There's a scene in Joker where Arthur Fleck says: "The worst part of having a mental illness is people expect you to behave as if you don't." Yeah, well. The worst part of the American media market is that everyone acts like these billion-dollar mergers are about "creating value for the consumer" — when the game is really about power, sovereign money, and political connections.

Let's get to the facts.

Netflix Left the Building

On Thursday, Warner Bros. Discovery announced that Paramount Skydance's revised offer — $31 per share — was superior to Netflix's proposal. Ted Sarandos and Greg Peters, Netflix's co-CEOs, said it was no longer "financially attractive" to match the bid.

Translation from corporate-speak: Netflix looked at the price, looked at the monstrous regulatory risk they'd be facing, and said "screw it, not worth the headache."

And honestly, it makes sense.

Combining Netflix with WBD would create a streaming Leviathan. Netflix is already the 800-pound gorilla in the room. Add HBO Max (131.6 million subscribers at the end of 2025) and Paramount+ (78.9 million) under the same umbrella? Even Trump — who normally doesn't give a damn about regulating anything — said back in December that the deal "could be a problem." Then he backtracked, punting to the Department of Justice like Pontius Pilate washing his hands.

Paramount Went All In (With Serious Cash)

Paramount didn't mess around. They bumped the offer from $30 to $31 per share. They put a $7 billion penalty on the table in case the deal doesn't clear regulatory approval. And they already paid the $2.8 billion breakup fee that WBD owed Netflix for walking away from their previous agreement.

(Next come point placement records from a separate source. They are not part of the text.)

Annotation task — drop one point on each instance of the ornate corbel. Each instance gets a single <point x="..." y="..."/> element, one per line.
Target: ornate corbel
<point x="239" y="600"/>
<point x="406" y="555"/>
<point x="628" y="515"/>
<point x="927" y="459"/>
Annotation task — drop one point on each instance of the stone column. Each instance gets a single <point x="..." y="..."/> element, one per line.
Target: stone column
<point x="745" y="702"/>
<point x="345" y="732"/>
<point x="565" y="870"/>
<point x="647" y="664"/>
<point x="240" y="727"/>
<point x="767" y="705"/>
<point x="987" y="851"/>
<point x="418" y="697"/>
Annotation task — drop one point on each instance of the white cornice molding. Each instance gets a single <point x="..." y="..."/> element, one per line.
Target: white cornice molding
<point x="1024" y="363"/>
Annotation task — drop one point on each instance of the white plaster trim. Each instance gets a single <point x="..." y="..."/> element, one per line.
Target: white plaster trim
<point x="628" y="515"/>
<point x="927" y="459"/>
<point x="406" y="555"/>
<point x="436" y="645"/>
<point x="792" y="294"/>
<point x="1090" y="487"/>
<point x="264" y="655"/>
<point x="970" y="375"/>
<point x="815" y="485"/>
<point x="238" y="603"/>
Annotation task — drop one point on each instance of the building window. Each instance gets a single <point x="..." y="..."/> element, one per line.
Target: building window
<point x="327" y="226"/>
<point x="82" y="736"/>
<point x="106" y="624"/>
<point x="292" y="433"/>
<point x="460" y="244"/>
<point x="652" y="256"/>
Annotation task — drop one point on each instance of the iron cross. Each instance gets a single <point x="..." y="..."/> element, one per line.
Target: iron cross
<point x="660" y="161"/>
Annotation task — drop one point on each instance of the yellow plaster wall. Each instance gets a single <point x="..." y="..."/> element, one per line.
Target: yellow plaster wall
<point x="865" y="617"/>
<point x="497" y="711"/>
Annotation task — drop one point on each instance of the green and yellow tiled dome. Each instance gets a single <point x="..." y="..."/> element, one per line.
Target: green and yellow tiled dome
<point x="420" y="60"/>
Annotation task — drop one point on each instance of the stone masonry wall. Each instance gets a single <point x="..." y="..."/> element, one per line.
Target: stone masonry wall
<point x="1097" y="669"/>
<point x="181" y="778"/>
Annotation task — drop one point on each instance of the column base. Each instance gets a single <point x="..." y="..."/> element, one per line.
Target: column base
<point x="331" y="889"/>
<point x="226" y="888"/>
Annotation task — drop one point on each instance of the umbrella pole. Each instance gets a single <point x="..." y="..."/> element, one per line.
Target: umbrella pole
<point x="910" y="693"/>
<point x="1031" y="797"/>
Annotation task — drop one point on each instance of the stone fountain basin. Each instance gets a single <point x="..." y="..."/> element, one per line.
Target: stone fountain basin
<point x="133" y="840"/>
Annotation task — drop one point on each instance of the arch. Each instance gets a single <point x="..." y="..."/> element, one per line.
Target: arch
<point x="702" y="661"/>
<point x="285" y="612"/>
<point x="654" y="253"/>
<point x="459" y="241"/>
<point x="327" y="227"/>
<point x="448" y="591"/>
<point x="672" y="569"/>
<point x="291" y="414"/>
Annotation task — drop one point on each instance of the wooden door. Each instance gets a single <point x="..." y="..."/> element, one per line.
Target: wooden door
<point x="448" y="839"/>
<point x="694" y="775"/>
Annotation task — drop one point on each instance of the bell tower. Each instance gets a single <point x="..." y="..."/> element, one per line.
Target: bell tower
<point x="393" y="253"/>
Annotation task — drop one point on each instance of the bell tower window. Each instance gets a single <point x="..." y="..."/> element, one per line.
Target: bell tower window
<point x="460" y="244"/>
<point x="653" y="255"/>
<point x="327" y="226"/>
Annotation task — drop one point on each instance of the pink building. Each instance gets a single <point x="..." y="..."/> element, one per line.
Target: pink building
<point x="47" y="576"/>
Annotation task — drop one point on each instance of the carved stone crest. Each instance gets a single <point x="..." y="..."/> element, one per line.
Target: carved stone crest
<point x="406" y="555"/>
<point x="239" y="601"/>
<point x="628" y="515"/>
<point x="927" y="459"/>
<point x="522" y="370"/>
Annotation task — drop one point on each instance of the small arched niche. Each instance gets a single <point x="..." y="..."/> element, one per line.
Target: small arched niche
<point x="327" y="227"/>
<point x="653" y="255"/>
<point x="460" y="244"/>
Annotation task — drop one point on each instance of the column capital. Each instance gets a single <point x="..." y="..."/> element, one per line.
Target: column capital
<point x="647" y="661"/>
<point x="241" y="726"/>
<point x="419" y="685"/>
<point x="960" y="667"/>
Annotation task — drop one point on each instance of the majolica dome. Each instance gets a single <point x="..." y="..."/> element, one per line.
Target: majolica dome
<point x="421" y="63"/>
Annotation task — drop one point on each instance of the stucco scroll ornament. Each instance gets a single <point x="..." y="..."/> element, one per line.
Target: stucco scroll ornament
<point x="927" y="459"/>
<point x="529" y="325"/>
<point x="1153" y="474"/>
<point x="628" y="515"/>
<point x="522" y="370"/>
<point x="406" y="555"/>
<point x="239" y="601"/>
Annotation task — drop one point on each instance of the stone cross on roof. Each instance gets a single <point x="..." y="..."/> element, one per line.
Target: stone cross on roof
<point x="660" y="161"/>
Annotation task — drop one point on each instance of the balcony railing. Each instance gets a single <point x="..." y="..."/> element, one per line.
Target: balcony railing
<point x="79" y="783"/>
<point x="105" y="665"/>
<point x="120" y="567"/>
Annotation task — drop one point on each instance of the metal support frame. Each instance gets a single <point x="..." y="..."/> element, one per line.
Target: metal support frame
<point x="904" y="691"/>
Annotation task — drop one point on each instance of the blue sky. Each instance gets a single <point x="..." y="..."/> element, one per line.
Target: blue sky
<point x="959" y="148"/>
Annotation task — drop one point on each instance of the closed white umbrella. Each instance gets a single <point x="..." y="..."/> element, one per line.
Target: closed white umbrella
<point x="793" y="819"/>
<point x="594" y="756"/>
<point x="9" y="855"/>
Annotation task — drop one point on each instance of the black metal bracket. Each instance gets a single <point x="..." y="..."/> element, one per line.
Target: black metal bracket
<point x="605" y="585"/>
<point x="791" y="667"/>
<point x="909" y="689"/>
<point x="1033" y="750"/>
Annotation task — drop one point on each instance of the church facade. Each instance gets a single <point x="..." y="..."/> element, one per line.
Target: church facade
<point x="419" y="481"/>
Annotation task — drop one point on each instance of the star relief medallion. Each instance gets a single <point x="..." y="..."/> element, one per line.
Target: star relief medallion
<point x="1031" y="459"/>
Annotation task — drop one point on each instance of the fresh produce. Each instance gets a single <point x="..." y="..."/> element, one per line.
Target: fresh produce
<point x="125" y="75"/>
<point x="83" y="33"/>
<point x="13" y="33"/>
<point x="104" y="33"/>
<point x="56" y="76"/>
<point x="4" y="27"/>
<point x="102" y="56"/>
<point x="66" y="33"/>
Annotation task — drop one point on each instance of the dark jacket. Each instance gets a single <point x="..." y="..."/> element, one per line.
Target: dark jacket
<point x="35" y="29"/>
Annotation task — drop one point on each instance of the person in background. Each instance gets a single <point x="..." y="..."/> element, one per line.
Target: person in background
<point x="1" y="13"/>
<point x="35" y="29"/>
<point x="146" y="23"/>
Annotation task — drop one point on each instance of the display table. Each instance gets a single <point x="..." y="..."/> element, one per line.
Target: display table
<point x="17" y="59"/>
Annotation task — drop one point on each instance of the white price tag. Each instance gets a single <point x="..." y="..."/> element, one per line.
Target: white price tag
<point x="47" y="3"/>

Read that again? Already paid. Almost 3 billion dollars thrown on the table before the deal is even approved. That's skin in the game in the most visceral sense Taleb could ever imagine.

But where's all that money coming from?

That's where the story gets interesting — and a little dirty.

The Arabian Elephant in the Room

Paramount's proposal has drawn criticism because part of the financing comes from sovereign wealth funds in Saudi Arabia, Abu Dhabi (United Arab Emirates), and Qatar. The company has already said these funds waived all governance rights, including board representation. But let's be real: when a Persian Gulf sovereign fund puts billions into a deal, the idea that they'll have zero influence is, at the very least, naive.

California Attorney General Rob Bonta (Democrat) already warned Thursday night: "this is not a done deal." California's Department of Justice has an open investigation into the transaction.

And Senator Elizabeth Warren? She called the merger "an antitrust disaster that threatens higher prices and fewer choices for American families." Classic Warren. But this time she's not entirely wrong.

The Trump Factor (Because There's Always a Trump Factor)

Here's where the political spice comes in. David Ellison, CEO of Paramount Skydance, is the son of Larry Ellison — co-founder of Oracle and a regular fixture in Trump's inner circle. Jared Kushner, the president's son-in-law, is financially backing the Paramount deal, according to documents filed with the SEC.

Connect the dots. I don't need to spell it out.

Analysts at Raymond James said Friday that the Paramount-WBD merger presents "considerably lower regulatory risk" than the Netflix proposal. And that's true: two traditional media companies joining forces is less scary to the government than the planet's largest streamer swallowing yet another conglomerate.

What Does This Actually Mean?

We're watching the inevitable consolidation of American media. The "every company gets its own streaming platform" model is dying. You can't have 47 platforms, each one burning billions on original content, with nobody actually making money (except Netflix, which already crossed the scale threshold it needed).

The question isn't whether there will be consolidation. It's who gets the pieces — and who pays the price when regulators decide to put on a show.

Paramount has the political connections. It has the Arab money. It has the billion-dollar commitment penalty. But it also has a divided Congress and a California Attorney General hungry for the spotlight.

Sovereign money from the Gulf financing the merger of two American media giants, with the president's son-in-law backing the deal. Tell me: does this look like a free market at work, or an episode of House of Cards that the writers scrapped for being too far-fetched?